While His-bundle pacing is being used with increasing frequency in adult patients, experience with its application in pediatric patients and those with CHD has been more limited. In contrast to adults, pediatric patients face considerations such as a longer duration of pacing, anatomic size limitations that may impact the choice of pacemaker device, and ongoing somatic growth. This subset of patients who experience ventricular dyssynchrony from long-term pacing or who are too small to accommodate a coronary sinus lead for biventricular pacing may benefit from His-bundle pacing to restore ventricular synchrony. Data in this population, however, are currently lacking.
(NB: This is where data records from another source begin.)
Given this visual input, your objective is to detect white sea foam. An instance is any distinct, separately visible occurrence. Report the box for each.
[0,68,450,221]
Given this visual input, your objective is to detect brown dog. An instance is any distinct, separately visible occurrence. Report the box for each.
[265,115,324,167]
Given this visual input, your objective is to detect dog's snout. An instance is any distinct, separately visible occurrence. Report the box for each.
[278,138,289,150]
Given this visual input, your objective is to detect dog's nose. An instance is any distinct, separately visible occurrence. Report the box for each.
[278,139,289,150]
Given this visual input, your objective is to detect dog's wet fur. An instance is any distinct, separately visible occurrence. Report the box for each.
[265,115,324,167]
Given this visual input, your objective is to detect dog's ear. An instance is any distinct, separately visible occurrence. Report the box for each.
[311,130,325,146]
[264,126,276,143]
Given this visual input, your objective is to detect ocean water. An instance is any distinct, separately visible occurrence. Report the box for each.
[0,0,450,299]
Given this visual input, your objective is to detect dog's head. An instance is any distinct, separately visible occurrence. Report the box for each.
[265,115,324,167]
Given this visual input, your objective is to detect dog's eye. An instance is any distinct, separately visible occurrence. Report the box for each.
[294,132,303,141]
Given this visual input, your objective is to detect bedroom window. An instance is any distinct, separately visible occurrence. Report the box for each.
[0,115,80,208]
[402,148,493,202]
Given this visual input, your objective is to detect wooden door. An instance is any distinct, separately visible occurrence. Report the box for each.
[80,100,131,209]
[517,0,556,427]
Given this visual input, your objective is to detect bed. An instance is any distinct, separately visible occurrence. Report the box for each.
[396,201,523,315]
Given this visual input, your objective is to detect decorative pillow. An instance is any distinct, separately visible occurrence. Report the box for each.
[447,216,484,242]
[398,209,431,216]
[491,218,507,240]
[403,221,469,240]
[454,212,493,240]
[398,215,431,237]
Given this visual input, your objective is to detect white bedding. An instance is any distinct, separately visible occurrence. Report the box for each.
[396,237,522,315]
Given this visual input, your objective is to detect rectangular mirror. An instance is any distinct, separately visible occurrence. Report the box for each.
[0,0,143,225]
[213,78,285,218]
Children with CHD—another special population—are surviving longer into adulthood due to improved surgical and medical treatments but are also now experiencing secondary long-term complications in greater numbers, including heart failure and ventricular dyssynchrony.37 While adult criteria to initiate CRT can be extrapolated to pediatric and congenital heart populations in certain circumstances, this strategy has clear limitations in generalizing results to a different population. At present, many patients with CHD are treated with CRT to prevent complications associated with chronic RV pacing.38

As noted previously, those with CHD also have special anatomic considerations. The AV node in these patients may be displaced in certain lesions, while transvenous access to the coronary sinus may not be possible for biventricular pacing. The successful implantation of a His-bundle pacemaker has been described before in an adult patient with L-transposition of the great arteries (LTGA) and complete AV block39 (Figures 5A and 5B). This type of pacing was an attractive option, given the difficulty in cannulating the coronary sinus for CRT. Subsequent follow-up revealed no decrease in systemic ventricular systolic function despite chronic atrial fibrillation and 100% ventricular pacing (personal communication). Further studies are needed in those with CHD to better assess the feasibility and long-term outcomes for His-bundle pacing in this population.

CRM1199_Kean-f5.jpg

Figure 5: A: Anteroposterior chest radiograph showing lead placement in a His-bundle pacing system in a patient with LTGA. B: Lateral chest radiograph showing lead placement in a His-bundle pacing system in a patient with LTGA.

Conclusions

His-bundle pacing has been consistently gaining popularity in the adult population requiring CRT. Initial procedural challenges are being overcome and this method of pacing has been shown to improve LV function and heart failure symptoms secondary to ventricular dyssynchrony. Although the etiologies of ventricular dyssynchrony may differ between children and those with CHD and adults with structurally normal hearts, His-bundle pacing may be a preferred option in these populations to restore more physiologic electric conduction and improve ventricular function.